Who is Required to File a Beneficial Ownership Information (BOI) Report?

Most legal entities formed or registered to do business in any U.S. state, either domestic or foreign, are required to file a BOI report (“reporting companies”).  Reporting companies include domestic corporations, LLCs, and any other entities that are created by filing a document with the Secretary of State of any U.S. state. In addition, foreign corporations, foreign LLCs, and other foreign entities registered to do business in any U.S. state are also considered reporting companies.

Are There Exemptions to the Reporting Requirement?

There are 23 types of companies that are exempt from the definition of “reporting company.”  Some of these are: certain types of banks, SEC registrants, certain types of investment companies, tax-exempt entities, and large operating companies with at least 20 full-time employees, more than $5,000,000 in gross sales, and an operating presence in the United States. These entities are already regulated by federal and state governments and already disclose their beneficial ownership information.

What Information is Collected in the BOI Report?

Reporting companies must provide their legal name and trade names, their current address, their jurisdiction of formation or registration, and their taxpayer identification number.  They must also provide the following information for each “beneficial owner” and “company applicant”:

  • Full name
  • Date of birth
  • Residential address
  • Unique identification number, name of the issuing jurisdiction and a picture of an acceptable form of identification, such as a driver’s license or passport

Who are Beneficial Owners?

A beneficial owner is any individual who, directly or indirectly, either:

  1. Exercises “substantial control” over a reporting company; or
  2. Owns or controls at least 25 percent or more of a reporting company.

An individual has substantial control over a reporting company if they direct, determine, or exercise substantial influence over important decisions of the reporting company.  Any senior officer (such as a President, CEO, CFO, COO, or General Counsel) is deemed to have substantial control over a reporting company.   

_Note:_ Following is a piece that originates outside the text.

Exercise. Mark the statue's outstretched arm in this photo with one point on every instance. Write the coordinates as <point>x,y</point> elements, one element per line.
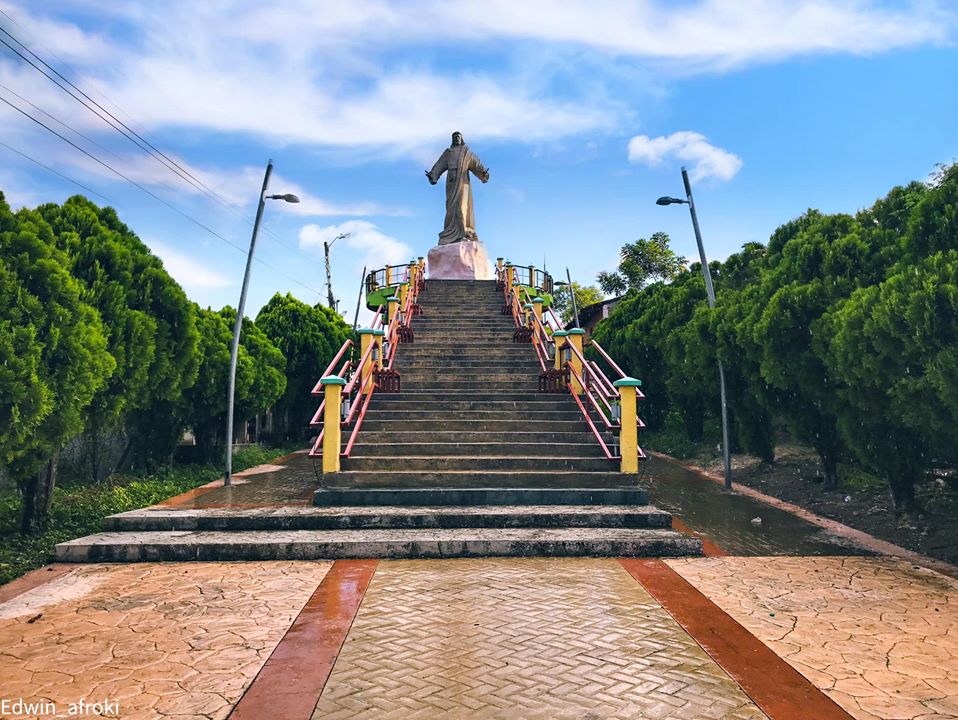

Who are Company Applicants?

There are two types of company applicants:

  1. The individual who directly files the document that creates the entity. For foreign reporting companies, this is the individual who registers the entity to do business in the United States.
  2. The individual who is primarily responsible for overseeing or managing the filing of the relevant document by another person.

Such individuals may include the general counsel, outside counsel, and CPAs.  

What are FinCEN Identifiers (FinCEN ID)?

Individuals who provide the four required pieces of information above, as well as reporting companies, have the option of obtaining a “FinCEN Identifier.” This identifier may be used in lieu of the required information when submitting a BOI report to FinCEN.

Are There Penalties for Non-compliance?

It’s illegal to knowingly provide false or fraudulent beneficial ownership information or to willfully fail to provide beneficial ownership information to FinCEN.  Violations may result in civil penalties of $500 per day (up to $10,000) or criminal penalties of up to 2 years in prison. 

Timeline for Compliance

The rule is effective January 1, 2024. Reporting companies formed or registered before that date will have until January 1, 2025, to file their initial reports. Reporting companies formed or registered after the effective date will have 30 days to file their initial reports. Reporting companies will also have 30 days to report changes to previously filed information and to correct errors.

Conclusion

The BOI report requirements affect many businesses, their owners, and management teams. They require the collection of sensitive personal information. It’s expected that the collection of such information will be a delicate, time-consuming process that requires careful handling. Therefore, these affected companies and individuals should familiarize themselves with the requirements prior to the BOI report due date.